The responsibility for the success of TGITF lies with three people. The first is Moffat; without his script, concept, and skill as a writer this episode would be a confusing, laughable mess. David Tennant and Sophia Myles complete the trio. Myles is delightful as Madame Du Pompadour, conveying every emotion with enthralling conviction. The chemistry between Myles and Tennant is electric, although this should come as no surprise – back in the real world, the two are apparently engaged. Speaking of Tennant: He has arrived! Finally I am totally convinced by his portrayal of The Doctor. I have no complaints with this episode at all; he owns the role here and I can only hope that he's equally superb in future episodes.
Mickey and Rose don't get a great deal to do here, but as a result this is the first episode where I don't really mind Mickey. Their fire-extinguisher/rifles appear to be silver painted rolls of cardboard, and surely qualify as some of the worst props yet seen in new Who?
The villains of the piece are a strange mix of good and bad. Beyond the first appearance, they aren't the scariest of Who creatures, although I suspect anyone with a fear of clowns will be terrified. They are well conceived though, and when their mask is removed, the work of the design team is a wonder to behold. Where can I get one of those mechanical heads?
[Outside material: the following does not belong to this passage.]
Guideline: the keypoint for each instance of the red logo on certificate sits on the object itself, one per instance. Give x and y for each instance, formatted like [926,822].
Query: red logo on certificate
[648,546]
None of the above matters though, really. This episode is purely about Tennant and Myles; The Doctor and the woman who, for the briefest of moments, he is in love with. I can forgive the episode its somewhat indulgent use of The Doctor's new-found Vulcan mind-meld technique (a trick which I don't think we've seen before) as it is so well executed. It even has a fantastic punch line, which is timed to perfection and allowed to simply float past the viewer without the heavy-handed "look how clever we are" finger waving that would usually accompany an ending like this.